Conversations and Search: Degraded performance

Incident Report for Dixa

Postmortem

Summary

Dixa’s Search engine was under high pressure due to untimely cluster data rebalancing action. This caused requests routed to one heavily impacted node in particular, to respond slowly or even time out, resulting in failure for certain to load the Conversations overview and Search pages.

Root Cause

Around 1O:35 AM (CET), reports about high latency and instability started flowing into Dixa Support. Engineers immediately started investigating the issue and quickly identified one node in our Search engine being overloaded. The issue was caused by the engine automatically starting to move data between nodes to improve the overall data distribution.

Action Items

No immediate action had to be taken as the data rebalancing was completed shortly after the root cause had been identified.
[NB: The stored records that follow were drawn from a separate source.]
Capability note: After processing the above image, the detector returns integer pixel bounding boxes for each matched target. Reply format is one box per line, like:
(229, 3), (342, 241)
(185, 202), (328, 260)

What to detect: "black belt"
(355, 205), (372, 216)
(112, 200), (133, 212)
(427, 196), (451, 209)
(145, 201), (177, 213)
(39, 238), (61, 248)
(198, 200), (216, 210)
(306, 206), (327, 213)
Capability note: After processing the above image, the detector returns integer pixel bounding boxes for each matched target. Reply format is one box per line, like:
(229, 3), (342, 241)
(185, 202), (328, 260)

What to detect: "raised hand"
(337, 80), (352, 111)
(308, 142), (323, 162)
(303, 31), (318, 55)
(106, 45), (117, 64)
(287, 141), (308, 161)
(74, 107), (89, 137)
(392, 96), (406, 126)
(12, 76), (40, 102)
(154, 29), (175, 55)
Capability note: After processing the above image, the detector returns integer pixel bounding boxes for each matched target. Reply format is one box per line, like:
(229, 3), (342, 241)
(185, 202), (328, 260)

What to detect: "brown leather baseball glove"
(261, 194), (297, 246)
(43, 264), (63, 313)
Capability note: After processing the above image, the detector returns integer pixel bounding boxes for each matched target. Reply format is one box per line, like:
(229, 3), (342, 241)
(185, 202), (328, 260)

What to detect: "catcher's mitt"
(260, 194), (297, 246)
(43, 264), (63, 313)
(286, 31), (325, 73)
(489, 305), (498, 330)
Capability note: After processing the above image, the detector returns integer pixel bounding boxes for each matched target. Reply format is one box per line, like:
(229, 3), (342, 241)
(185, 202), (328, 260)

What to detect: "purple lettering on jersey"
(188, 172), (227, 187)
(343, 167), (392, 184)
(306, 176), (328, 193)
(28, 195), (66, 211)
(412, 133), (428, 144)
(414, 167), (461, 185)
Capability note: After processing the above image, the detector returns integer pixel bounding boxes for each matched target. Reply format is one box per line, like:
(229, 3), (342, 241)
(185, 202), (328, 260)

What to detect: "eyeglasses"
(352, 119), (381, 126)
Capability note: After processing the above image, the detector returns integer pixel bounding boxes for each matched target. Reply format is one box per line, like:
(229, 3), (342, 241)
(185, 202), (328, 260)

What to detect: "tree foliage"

In order to prevent untimely actions like this from happening going forward, we will reassess our engine alerts/configurations to help control how/when these, often automated, cluster actions may occur.Moreover, we are also in the process of rebuilding certain Search components, for which extra attention is being paid to our scalability and performance constrain.

Posted Nov 19, 2024 - 09:43 CET

Resolved

The issue affecting the conversation overview and search functionalities has been fully resolved. All services are now operating as expected, and we have confirmed system stability. We are sorry for any inconvenience this has caused and thank you for your patience.

Posted Nov 11, 2024 - 13:14 CET

Monitoring

A fix has been implemented to resolve the issue impacting the dashboard and search functionalities. We are currently monitoring the system to ensure stability and confirm that all services are fully operational. We will provide a final update once we verify that the issue is completely resolved.

Posted Nov 11, 2024 - 11:57 CET

Identified

We have identified an issue affecting the dashboard and search functionalities. These services may be slower than expected or intermittently unresponsive. Our team is actively working on resolving the root cause. Please note that the offers service is unaffected and continues to operate normally. We will provide an update as soon as further information is available.

Posted Nov 11, 2024 - 11:45 CET

Investigating

We have received reports of instability in the platform. We are investigating the issue. Updates will follow

Posted Nov 11, 2024 - 11:34 CET

This incident affected: Agent Interface (Search, Dashboard).